Os nordestinos, notadamente a sua classe política, seriam caracterizados pela corrupção (não é mera coincidência que a operação Lava Jato deu origem a chamada República de Curitiba, decantada em outdoor como a terra de combate a corrupção, era o justiceiro sulista contra os políticos corruptos do Nordeste, tal como o seu principal alvo, o ex-presidente Luís Inácio Lula da Silva), pelo atraso das ideias e práticas e pelo coronelismo. Os nordestinos não saberiam votar, se deixando levar não pela racionalidade, mas pela necessidade, nordestino votaria com o bucho e não com a cabeça. 

O fato da esquerda, do PT, ter vencido com votações expressivas no Nordeste, todas as últimas cinco eleições presidenciais, deu aos neonazistas brasileiros mais um argumento contra os nordestinos: eles, assim como eram os judeus (afinal Karl Marx era judeu), seriam comunistas. O movimento separatista nomeado de “o Sul é o meu país” surgiu da contrariedade de parcelas das classes médias desses estados com o fato de que essa região não consegue ser decisiva no processo eleitoral brasileiro, assim como os nove estados nordestinos são, notadamente, a Bahia.

O estereótipo do baiano, a forma como os nordestinos são genericamente identificados em São Paulo, muito influencia para a percepção neonazista acerca dos nordestinos.
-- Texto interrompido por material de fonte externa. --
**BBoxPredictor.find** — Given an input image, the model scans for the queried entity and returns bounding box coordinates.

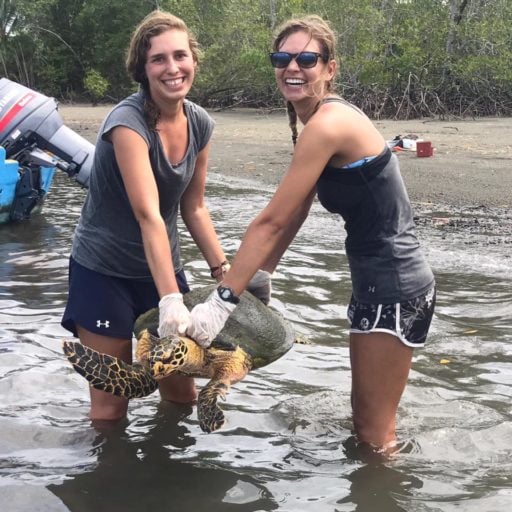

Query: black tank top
[317,98,434,304]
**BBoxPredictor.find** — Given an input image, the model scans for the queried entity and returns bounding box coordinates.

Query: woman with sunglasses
[62,11,234,420]
[188,16,435,453]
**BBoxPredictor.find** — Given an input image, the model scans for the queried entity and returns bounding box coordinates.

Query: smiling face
[275,30,336,103]
[144,30,197,104]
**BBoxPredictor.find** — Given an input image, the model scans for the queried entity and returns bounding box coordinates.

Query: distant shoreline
[59,104,512,208]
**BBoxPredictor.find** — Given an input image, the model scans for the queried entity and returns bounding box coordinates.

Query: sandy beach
[59,105,512,209]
Eles seriam sujos, pouco civilizados, perigosos, tendentes a violência e a criminalidade (o uso da faca peixeira seria uma possibilidade iminente) já que se concentrariam nas áreas de maior pobreza e exclusão das grandes metrópoles do país. Os nordestinos seriam feios, não atenderiam aos padrões estéticos ditados pelo arianismo (como pregava o nazismo), não atenderiam aos requisitos de branquitude e europeidade, a cabeça-chata, o raquitismo e o desengonçado do corpo do retirante, fariam dos nordestinos o exemplo de inferioridade natural e biológica. 
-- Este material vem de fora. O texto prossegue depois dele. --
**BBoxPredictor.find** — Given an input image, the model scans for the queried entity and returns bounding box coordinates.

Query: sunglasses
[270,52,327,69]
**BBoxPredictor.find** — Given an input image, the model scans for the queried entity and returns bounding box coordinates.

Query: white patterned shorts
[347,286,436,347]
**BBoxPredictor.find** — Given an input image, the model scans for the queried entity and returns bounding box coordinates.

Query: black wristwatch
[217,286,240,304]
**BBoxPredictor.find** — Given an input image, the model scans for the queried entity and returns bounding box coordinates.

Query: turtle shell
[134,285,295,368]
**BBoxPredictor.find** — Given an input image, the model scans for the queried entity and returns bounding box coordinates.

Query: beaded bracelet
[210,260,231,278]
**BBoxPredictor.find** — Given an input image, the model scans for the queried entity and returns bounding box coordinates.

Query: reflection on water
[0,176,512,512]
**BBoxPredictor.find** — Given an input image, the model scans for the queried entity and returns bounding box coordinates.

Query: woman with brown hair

Ignorantes, seriam pouco afeito ao trabalho intelectual, voltados para o trabalho braçal e para as ocupações de menor prestígio. Por isso mesmo contribuiriam para o atraso cultural e tecnológico do país. Se não conseguimos ombrear com os países do Norte global, é porque somos habitados por sub-raças como os nordestinos e nortistas. 

O nordestino se constitui assim num bode expiatório para toda sorte de ressentimentos e frustrações de ordem social, cultural, política ou emocional-afetiva. Ele é sempre aquele que pode se culpar pela vida coletiva do país ou pela vida individual não estar conforme se sonha ou se deseja. O inferior, o indesejável, aquele a quem, em última instancia, se deseja a eliminação e o desaparecimento. 

O crescimento do neonazismo é um fenômeno preocupante em termos globais, não apenas no Brasil. É preciso não apenas a denuncia e a repressão, mas sobretudo o esclarecimento da população, através da educação, o que foi o nazismo e o que ele verdadeiramente significou na história da humanidade: morte, violência, discriminação, perseguição, guerra, o desrespeito aos preceitos básicos da civilização, dos direitos humanos e da convivência entre pessoas, povos e nações.

*Esse texto reflete, exclusivamente, a opinião do autor.